Setting up Multicasting in ConfigMgr 2012
Setting up Multicasting in ConfigMgr 2012
Multicasting was a feature added into ConfigMgr 2007 R2, that has continued support into ConfigMgr 2012. Multicast allows for image deployment with a much reduced network load in the environment. By utilizing multicast in ConfigMgr 2012, you can significantly reduce the network utilization. Normal deployment of operating systems in an environment with ConfigMgr 2012 OSD for a 500MB image to 20 devices would result in about 10GB of network utilization. However you take the same deployment and use multicasting and you now are going to see as little as about 500MB of network utilization to deploy the same 20 devices.
So, I am sure at this point you are saying, sign me up and how do I configure multicast?
If you are like me, you like to know the flow of how things are designed to work and the expected steps that should fall into that dance, with that said, I would suggest taking a moment to read over the "Planning a Multicast Strategy in Configuration Manager" article, you can find here: https://technet.microsoft.com/en-us/library/hh397406.aspx . This article will give you a good feel of the Multicast deployment process and a visual of how the flow should feel and look and knowing what good looks like is essential for troubleshooting.
So what are the requirements to have Multicast enabled in your ConfigMgr 2012 environment? You will need to have a site server with the following:
1) Distribution Point
2) Windows Deployment Services (required for the transport server)
You will also want to make sure that from a network stand point the following is true:
1) TCP Port 445 for Server Message Block (SMB) is not blocked
2) UDP Ports 63000-65000 for Multicast Protocol is not blocked
3) Network switches are configured for support of Multicast data transmissions
So lets get to it, go ahead and open your ConfigMgr 2012 Console:
1) Once you have the console open, navigate to "Administration \ Site Configuration \ Servers and Site System Roles". You will want to select the Site Server that houses the Distribution Point you plan to enable for multicast, please note this should be a Distribution Point that you use also for housing content for your Operating System Deployments as well.

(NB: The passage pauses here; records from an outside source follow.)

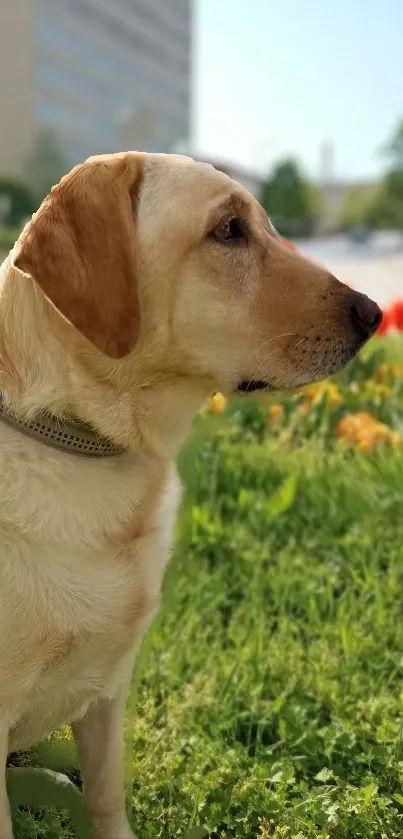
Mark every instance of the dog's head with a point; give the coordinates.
(159, 260)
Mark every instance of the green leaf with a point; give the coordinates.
(283, 498)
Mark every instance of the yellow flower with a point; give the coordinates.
(275, 412)
(218, 403)
(316, 391)
(366, 431)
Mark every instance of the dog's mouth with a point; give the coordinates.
(252, 385)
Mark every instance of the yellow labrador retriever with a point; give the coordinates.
(142, 284)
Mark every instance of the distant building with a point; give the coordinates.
(333, 197)
(104, 74)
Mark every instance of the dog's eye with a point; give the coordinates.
(230, 231)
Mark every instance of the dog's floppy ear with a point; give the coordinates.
(80, 247)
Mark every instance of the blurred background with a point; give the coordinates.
(301, 102)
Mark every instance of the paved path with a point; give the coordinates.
(376, 268)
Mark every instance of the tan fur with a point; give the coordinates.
(122, 306)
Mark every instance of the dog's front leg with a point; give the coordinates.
(100, 745)
(6, 830)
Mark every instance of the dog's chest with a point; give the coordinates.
(84, 618)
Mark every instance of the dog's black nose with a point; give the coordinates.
(365, 314)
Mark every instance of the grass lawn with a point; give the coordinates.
(268, 698)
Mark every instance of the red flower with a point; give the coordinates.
(385, 324)
(396, 314)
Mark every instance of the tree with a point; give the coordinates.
(358, 207)
(290, 199)
(21, 202)
(46, 163)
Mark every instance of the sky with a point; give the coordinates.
(280, 77)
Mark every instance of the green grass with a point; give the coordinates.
(267, 701)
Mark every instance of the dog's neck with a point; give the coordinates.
(38, 375)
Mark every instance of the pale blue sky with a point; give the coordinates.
(280, 77)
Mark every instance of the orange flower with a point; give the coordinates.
(385, 324)
(275, 412)
(218, 403)
(396, 314)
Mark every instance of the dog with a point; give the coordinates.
(143, 283)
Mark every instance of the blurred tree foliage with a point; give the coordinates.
(21, 203)
(291, 201)
(46, 163)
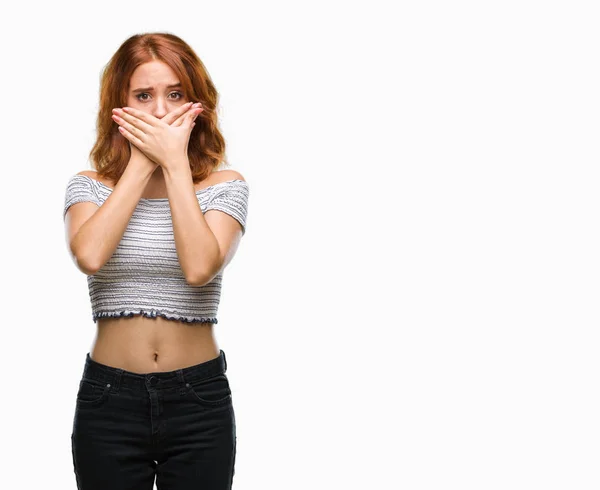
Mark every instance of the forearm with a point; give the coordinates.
(99, 236)
(197, 248)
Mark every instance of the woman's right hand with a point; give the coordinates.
(174, 117)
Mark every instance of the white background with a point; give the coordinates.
(415, 302)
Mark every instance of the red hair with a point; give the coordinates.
(206, 148)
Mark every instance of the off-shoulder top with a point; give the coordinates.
(143, 276)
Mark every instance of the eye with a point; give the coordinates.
(139, 96)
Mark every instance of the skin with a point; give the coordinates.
(140, 344)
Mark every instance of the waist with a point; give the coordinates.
(142, 345)
(158, 380)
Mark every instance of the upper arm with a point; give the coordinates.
(80, 203)
(226, 216)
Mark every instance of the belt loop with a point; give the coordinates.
(117, 379)
(181, 381)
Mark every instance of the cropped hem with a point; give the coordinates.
(152, 314)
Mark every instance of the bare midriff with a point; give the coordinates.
(144, 345)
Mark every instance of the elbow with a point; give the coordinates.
(198, 279)
(203, 278)
(84, 262)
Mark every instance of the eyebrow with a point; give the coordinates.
(148, 89)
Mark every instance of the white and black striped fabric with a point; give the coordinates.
(143, 276)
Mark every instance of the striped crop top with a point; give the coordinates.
(143, 276)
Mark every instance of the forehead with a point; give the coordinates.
(153, 73)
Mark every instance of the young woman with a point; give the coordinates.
(153, 228)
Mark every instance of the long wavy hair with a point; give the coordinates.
(206, 148)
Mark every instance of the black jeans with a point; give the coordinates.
(176, 426)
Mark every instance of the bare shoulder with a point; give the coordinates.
(92, 174)
(225, 175)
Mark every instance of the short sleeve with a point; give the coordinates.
(80, 188)
(231, 197)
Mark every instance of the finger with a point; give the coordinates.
(140, 119)
(138, 133)
(132, 139)
(195, 111)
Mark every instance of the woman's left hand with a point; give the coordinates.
(163, 143)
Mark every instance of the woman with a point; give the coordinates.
(153, 229)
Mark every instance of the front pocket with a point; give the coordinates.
(211, 392)
(92, 393)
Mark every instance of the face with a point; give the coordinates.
(154, 89)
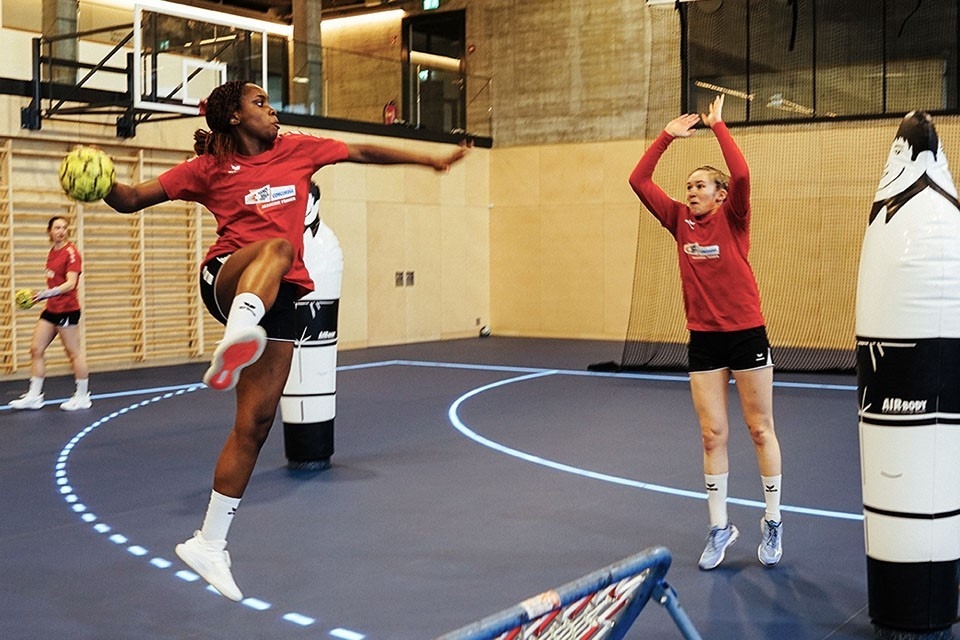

2) Once you have the site server selected, look in the Site System Roles results at the bottom half of the console screen, select the Distribution Point so its highlighted.
3) Right click the Distribution Point and select "Properties" and once the "Distribution Point Properties" dialog window is open, select the "Multicast" tab
4) Place a check in the box next to "Enable Multicast to simultaneously send data to multiple clients"
When it comes to Multicasting there are two options available for sessions, first is "Autocast" and the second is "Scheduled". The difference between these two types of Multicasting is that when using "Autocast" you can add a machine at any time and it will join the session and start imaging. When using "Scheduled" the devices added to the session will hold until the "Minimum" session size (clients) is reached, once that is done the session will start the imaging process for the devices.
"Autocast" is enabled by the action of enabling Multicast on the Distribution Point by default, but to enable "Scheduled" sessions you would need to check the "Enable scheduled multicast" box on the properties dialog.
So lets break down a little more the difference between "Autocast" and "Scheduled" multicast session types before you go making that choice on which type you want to use, note you can change types any time you wish as well.
In this configuration the multicast session starts as soon as the first machine powers up and requests the image. As additional machines are also booted up for imaging they will 'join' the current multicast session already in progress and consume the remainder of the stream. When the stream ends it will start again and the systems that joined late will consume the parts they missed. While autocasting isn't as efficient as scheduled multicast it is still significantly more efficient that standard OSD image delivery.
Scheduled multicast allows for more control of the multicast session. Here you choose either a time delay before starting the multicast session or a minimum number of clients that must join the session before it starts. The multicast session will start whenever either of the two requirements are met. The idea here is to allow the administrator time to get all of the systems started and ready and then all systems can load the image simultaneously - providing the best usage of network resources. Scheduled multicast is enabled by selecting the 'enable scheduled multicast' check box.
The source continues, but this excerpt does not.